Ia bergabung dengan pendukung Mursi sejak 5 Juli, dua hari setelah
kudeta militer. ''Saya datang ke sini untuk membela demokrasi yang
dialami Mesir untuk pertama kalinya. Apa yang kami lakukan adalah untuk
kehidupan yang lebih baik bagi rakyat Mesir.''
Mamduh dan Shobir
sekadar contoh mereka yang mendukung Mursi. Menurut Aljazirah.net,
ribuan dan bahkan jutaan pendukung Mursi memiliki niat yang hampir sama
dengan kedua orang tadi.
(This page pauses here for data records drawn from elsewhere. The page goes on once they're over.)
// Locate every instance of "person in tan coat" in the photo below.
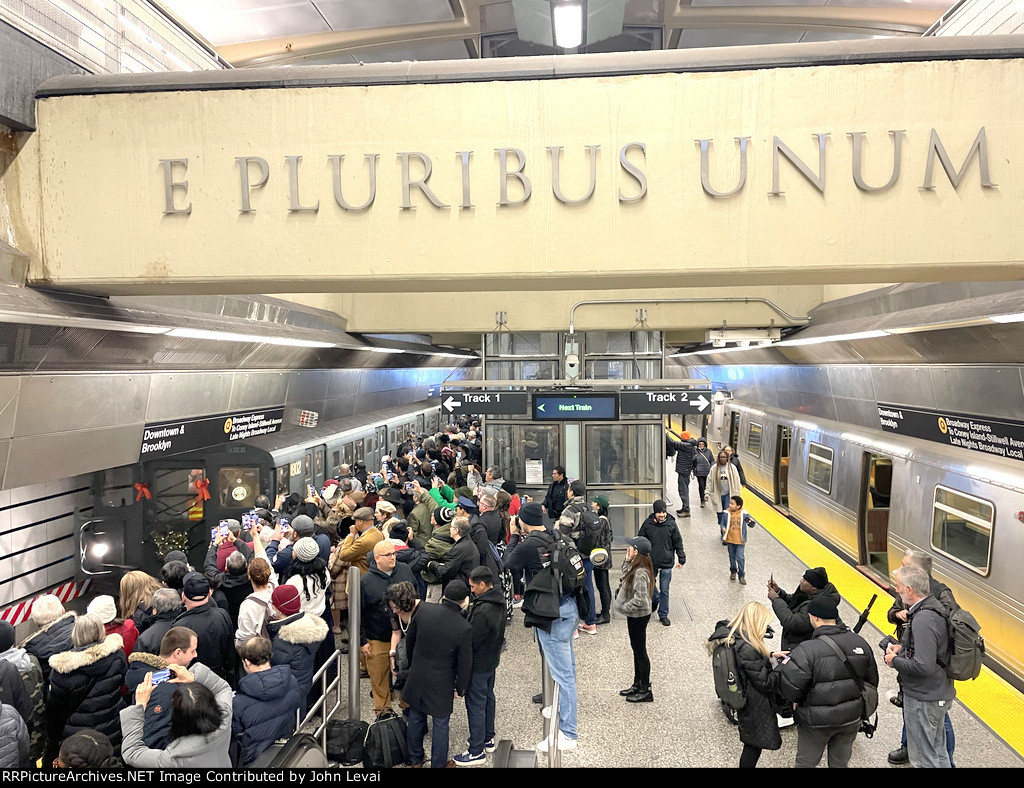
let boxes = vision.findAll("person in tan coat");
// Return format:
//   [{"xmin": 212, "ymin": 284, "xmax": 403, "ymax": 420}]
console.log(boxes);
[{"xmin": 337, "ymin": 508, "xmax": 383, "ymax": 585}]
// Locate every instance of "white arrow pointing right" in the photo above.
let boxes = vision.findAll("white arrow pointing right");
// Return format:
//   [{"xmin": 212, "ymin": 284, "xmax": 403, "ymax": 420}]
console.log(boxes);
[
  {"xmin": 443, "ymin": 395, "xmax": 462, "ymax": 413},
  {"xmin": 695, "ymin": 394, "xmax": 710, "ymax": 412}
]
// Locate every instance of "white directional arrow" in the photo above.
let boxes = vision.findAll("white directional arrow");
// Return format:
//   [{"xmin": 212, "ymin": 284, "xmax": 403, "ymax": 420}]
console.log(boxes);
[
  {"xmin": 443, "ymin": 396, "xmax": 462, "ymax": 413},
  {"xmin": 695, "ymin": 394, "xmax": 711, "ymax": 412},
  {"xmin": 537, "ymin": 403, "xmax": 546, "ymax": 412}
]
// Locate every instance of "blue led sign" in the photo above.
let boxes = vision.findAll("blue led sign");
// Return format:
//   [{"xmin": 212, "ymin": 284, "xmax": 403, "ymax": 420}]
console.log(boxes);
[{"xmin": 533, "ymin": 392, "xmax": 619, "ymax": 421}]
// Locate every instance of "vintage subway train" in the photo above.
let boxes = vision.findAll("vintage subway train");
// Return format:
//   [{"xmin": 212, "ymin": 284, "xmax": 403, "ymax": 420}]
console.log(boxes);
[
  {"xmin": 79, "ymin": 402, "xmax": 442, "ymax": 579},
  {"xmin": 706, "ymin": 400, "xmax": 1024, "ymax": 688}
]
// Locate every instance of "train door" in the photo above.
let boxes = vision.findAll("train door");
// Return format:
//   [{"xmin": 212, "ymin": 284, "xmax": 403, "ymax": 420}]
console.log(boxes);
[
  {"xmin": 416, "ymin": 413, "xmax": 425, "ymax": 435},
  {"xmin": 144, "ymin": 461, "xmax": 209, "ymax": 572},
  {"xmin": 311, "ymin": 444, "xmax": 327, "ymax": 489},
  {"xmin": 860, "ymin": 452, "xmax": 894, "ymax": 579},
  {"xmin": 774, "ymin": 426, "xmax": 791, "ymax": 510},
  {"xmin": 376, "ymin": 425, "xmax": 387, "ymax": 460},
  {"xmin": 729, "ymin": 412, "xmax": 740, "ymax": 451}
]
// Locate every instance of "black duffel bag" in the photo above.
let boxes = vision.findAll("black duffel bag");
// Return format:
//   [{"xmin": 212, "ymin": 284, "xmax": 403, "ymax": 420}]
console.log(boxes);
[
  {"xmin": 363, "ymin": 709, "xmax": 408, "ymax": 768},
  {"xmin": 326, "ymin": 718, "xmax": 370, "ymax": 766}
]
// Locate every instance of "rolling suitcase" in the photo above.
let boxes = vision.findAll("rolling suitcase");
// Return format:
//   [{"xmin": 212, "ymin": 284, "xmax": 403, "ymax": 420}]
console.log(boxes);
[{"xmin": 249, "ymin": 733, "xmax": 331, "ymax": 768}]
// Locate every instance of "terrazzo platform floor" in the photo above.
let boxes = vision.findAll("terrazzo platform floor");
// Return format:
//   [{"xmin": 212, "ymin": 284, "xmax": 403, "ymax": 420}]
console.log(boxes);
[{"xmin": 329, "ymin": 481, "xmax": 1023, "ymax": 768}]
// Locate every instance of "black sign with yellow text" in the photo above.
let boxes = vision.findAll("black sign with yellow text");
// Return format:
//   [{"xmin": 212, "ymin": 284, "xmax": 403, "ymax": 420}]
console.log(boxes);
[{"xmin": 877, "ymin": 403, "xmax": 1024, "ymax": 462}]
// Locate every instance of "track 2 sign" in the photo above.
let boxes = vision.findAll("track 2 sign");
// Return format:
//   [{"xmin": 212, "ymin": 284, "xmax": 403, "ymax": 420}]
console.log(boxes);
[
  {"xmin": 441, "ymin": 391, "xmax": 529, "ymax": 416},
  {"xmin": 619, "ymin": 390, "xmax": 712, "ymax": 415}
]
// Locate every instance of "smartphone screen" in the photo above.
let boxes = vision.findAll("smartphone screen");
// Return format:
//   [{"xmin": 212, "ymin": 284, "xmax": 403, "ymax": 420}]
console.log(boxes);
[
  {"xmin": 307, "ymin": 484, "xmax": 317, "ymax": 499},
  {"xmin": 151, "ymin": 669, "xmax": 171, "ymax": 685},
  {"xmin": 219, "ymin": 524, "xmax": 230, "ymax": 538},
  {"xmin": 404, "ymin": 482, "xmax": 414, "ymax": 493},
  {"xmin": 211, "ymin": 526, "xmax": 219, "ymax": 540}
]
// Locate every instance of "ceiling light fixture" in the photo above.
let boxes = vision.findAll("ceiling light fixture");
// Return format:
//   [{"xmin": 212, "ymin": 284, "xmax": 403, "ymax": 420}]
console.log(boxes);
[
  {"xmin": 552, "ymin": 1, "xmax": 584, "ymax": 49},
  {"xmin": 990, "ymin": 312, "xmax": 1024, "ymax": 324},
  {"xmin": 774, "ymin": 330, "xmax": 889, "ymax": 347},
  {"xmin": 166, "ymin": 328, "xmax": 335, "ymax": 348},
  {"xmin": 368, "ymin": 347, "xmax": 407, "ymax": 354}
]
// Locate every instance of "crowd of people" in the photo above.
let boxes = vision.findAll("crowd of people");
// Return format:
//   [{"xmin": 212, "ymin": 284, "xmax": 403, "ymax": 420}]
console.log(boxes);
[{"xmin": 0, "ymin": 421, "xmax": 968, "ymax": 769}]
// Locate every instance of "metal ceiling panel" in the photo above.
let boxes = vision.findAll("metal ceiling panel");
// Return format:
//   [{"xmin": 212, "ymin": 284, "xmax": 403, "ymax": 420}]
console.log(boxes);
[
  {"xmin": 930, "ymin": 365, "xmax": 1024, "ymax": 422},
  {"xmin": 313, "ymin": 0, "xmax": 455, "ymax": 31},
  {"xmin": 827, "ymin": 364, "xmax": 875, "ymax": 401},
  {"xmin": 0, "ymin": 377, "xmax": 21, "ymax": 440},
  {"xmin": 285, "ymin": 369, "xmax": 331, "ymax": 404},
  {"xmin": 4, "ymin": 424, "xmax": 144, "ymax": 489},
  {"xmin": 229, "ymin": 371, "xmax": 290, "ymax": 410},
  {"xmin": 169, "ymin": 1, "xmax": 332, "ymax": 46},
  {"xmin": 322, "ymin": 394, "xmax": 357, "ymax": 422},
  {"xmin": 677, "ymin": 28, "xmax": 803, "ymax": 47},
  {"xmin": 832, "ymin": 394, "xmax": 880, "ymax": 431},
  {"xmin": 13, "ymin": 374, "xmax": 151, "ymax": 437},
  {"xmin": 871, "ymin": 366, "xmax": 937, "ymax": 409},
  {"xmin": 146, "ymin": 372, "xmax": 233, "ymax": 421}
]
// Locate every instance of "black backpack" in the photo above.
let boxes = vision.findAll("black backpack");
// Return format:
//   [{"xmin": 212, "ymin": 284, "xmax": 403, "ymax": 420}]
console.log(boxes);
[
  {"xmin": 711, "ymin": 641, "xmax": 746, "ymax": 711},
  {"xmin": 363, "ymin": 709, "xmax": 408, "ymax": 768},
  {"xmin": 326, "ymin": 719, "xmax": 369, "ymax": 766},
  {"xmin": 551, "ymin": 532, "xmax": 585, "ymax": 593},
  {"xmin": 575, "ymin": 509, "xmax": 604, "ymax": 556}
]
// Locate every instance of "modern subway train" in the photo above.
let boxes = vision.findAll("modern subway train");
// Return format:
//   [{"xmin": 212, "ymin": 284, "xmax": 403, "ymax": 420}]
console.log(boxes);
[
  {"xmin": 709, "ymin": 400, "xmax": 1024, "ymax": 689},
  {"xmin": 78, "ymin": 402, "xmax": 442, "ymax": 580}
]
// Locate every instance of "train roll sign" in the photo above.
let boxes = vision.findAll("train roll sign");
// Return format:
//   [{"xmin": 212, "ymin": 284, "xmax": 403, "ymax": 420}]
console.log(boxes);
[
  {"xmin": 877, "ymin": 403, "xmax": 1024, "ymax": 462},
  {"xmin": 619, "ymin": 390, "xmax": 712, "ymax": 415},
  {"xmin": 441, "ymin": 391, "xmax": 529, "ymax": 416},
  {"xmin": 140, "ymin": 408, "xmax": 285, "ymax": 459}
]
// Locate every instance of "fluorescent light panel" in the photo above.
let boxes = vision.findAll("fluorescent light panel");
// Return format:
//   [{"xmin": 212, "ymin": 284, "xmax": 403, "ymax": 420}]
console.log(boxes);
[
  {"xmin": 774, "ymin": 330, "xmax": 888, "ymax": 347},
  {"xmin": 166, "ymin": 327, "xmax": 335, "ymax": 348},
  {"xmin": 552, "ymin": 1, "xmax": 584, "ymax": 48},
  {"xmin": 990, "ymin": 312, "xmax": 1024, "ymax": 324}
]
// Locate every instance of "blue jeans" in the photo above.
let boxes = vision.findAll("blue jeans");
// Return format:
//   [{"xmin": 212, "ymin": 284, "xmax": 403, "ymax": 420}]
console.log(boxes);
[
  {"xmin": 651, "ymin": 567, "xmax": 672, "ymax": 620},
  {"xmin": 901, "ymin": 706, "xmax": 955, "ymax": 766},
  {"xmin": 406, "ymin": 707, "xmax": 451, "ymax": 768},
  {"xmin": 466, "ymin": 670, "xmax": 496, "ymax": 756},
  {"xmin": 727, "ymin": 543, "xmax": 746, "ymax": 578},
  {"xmin": 718, "ymin": 494, "xmax": 731, "ymax": 529},
  {"xmin": 536, "ymin": 595, "xmax": 579, "ymax": 739},
  {"xmin": 903, "ymin": 695, "xmax": 952, "ymax": 768},
  {"xmin": 582, "ymin": 557, "xmax": 596, "ymax": 625}
]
Lalu, apa yang mereka lakukan selama
berhari-hari di lapangan Rabiah Aladawiyah selain berunjuk rasa?
Aljazirah.net
yang sempat meliput keseharian para pendukung Mursi di tenda-tenda
lapangan Rabiah Aladawiyah menuliskan, usai shalat Subuh berjamaah
mereka lalu membaca Alquran, kemudian shalat Dhuha, diteruskan dengan
membersihkan lokasi dan jalan-jalan sekitar. Pada siang hari yang panas,
ada yang kembali membaca Alquran, ada yang mengikuti ceramah agama atau
politik, dan lainnya beristirahat.
Setelah shalat Zhuhur
berjamaah, mereka kembali mengikuti ceramah dari para politikus yang
menganalisis perkembangan kondisi politik mutakhir. Berikutnya, usai
shalat Ashar, sebagian mereka menyiapkan makanan untuk berbuka puasa
bersama. Sementara, yang lainnya ada yang menyiapkan yel-yel untuk
berdemo serta nyanyian perjuangan. Untuk menghilangkan kebosanan, juga
diselenggarakan lomba sepak bola di tempat-tempat yang kosong di sela
tenda-tenda di Rabiah Aladawiyah.
Para pendukung Mursi membantah
mereka ikut berunjuk rasa karena dibayar. Salim Faris, guru SMP di Kota
Ismailiyah, menyatakan, hal itu merupakan kebohongan yang disebarkan
para lawan politik Mursi. Menurutnya, mereka bergabung di Rabiah
Aladawiyah karena alasan nasionalisme dan agama. Mereka dengan biaya
sendiri siap berhari-hari berada di Rabiah Aladawiyah hingga kebenaran
bisa ditegakkan. Namun, ia mengaku banyak juga dermawan yang
menyumbangkan makanan dan minuman untuk berbuka dan bersahur bagi para
pendukung Mursi.
Kondisi di Rabiah Aladawiyah yang laiknya
pesantren kilat di Indonesia itu, Sabtu (27/07) dini hari, menjadi
tegang ketika militer dan polisi tiba-tiba menyerang para pendukung
Mursi. Ikhwanul Muslimin menyebut sedikitnya 66 orang wafat di tempat
dan 61 lainnya meninggal dunia di rumah sakit. Mereka terbunuh oleh
senjata aparat keamanan Mesir. Ribuan lainnya menderita luka berat dan
ringan. Namun, jumlah ini dibantah Menteri Dalam Negeri Mesir Mohammad
Ibrahim. Menurutnya, jumlah yang meninggal tidak lebih dari 21 orang.
Yang
jelas, serangan pada pagi buta itu telah membuat kocar-kacir para
pendukung Mursi. Hingga tulisan ini dibuat, belum diketahui bagaimana
kelanjutan keberadaan dari para pendukung Mursi di Rabiah Aladawiyah dan
di tempat lainnya.
Ketegangan di kalangan para pendukung Mursi
sebenarnya sudah dimulai dua hari sebelumnya. Yaitu, ketika Menteri
Pertahanan yang juga Kepala Staf Angkatan Darat Mesir Jenderal Abdul
Fattah Sisi meminta rakyat Mesir (baca: kelompok oposisi Mursi) turun ke
jalan berdemo besar-besaran pada Jumat (26/07) sebagai bukti mandat
kepada militer untuk membubarkan para pengunjuk rasa pendukung Mursi,
yang ia sebut sebagai kelompok anarkis dan teroris. Sehari setelah itu,
Menteri Dalam Negeri juga mengancam akan segera membubarkan para
pengunjuk rasa Mursi yang ia sebut telah mengganggu ketertiban umum.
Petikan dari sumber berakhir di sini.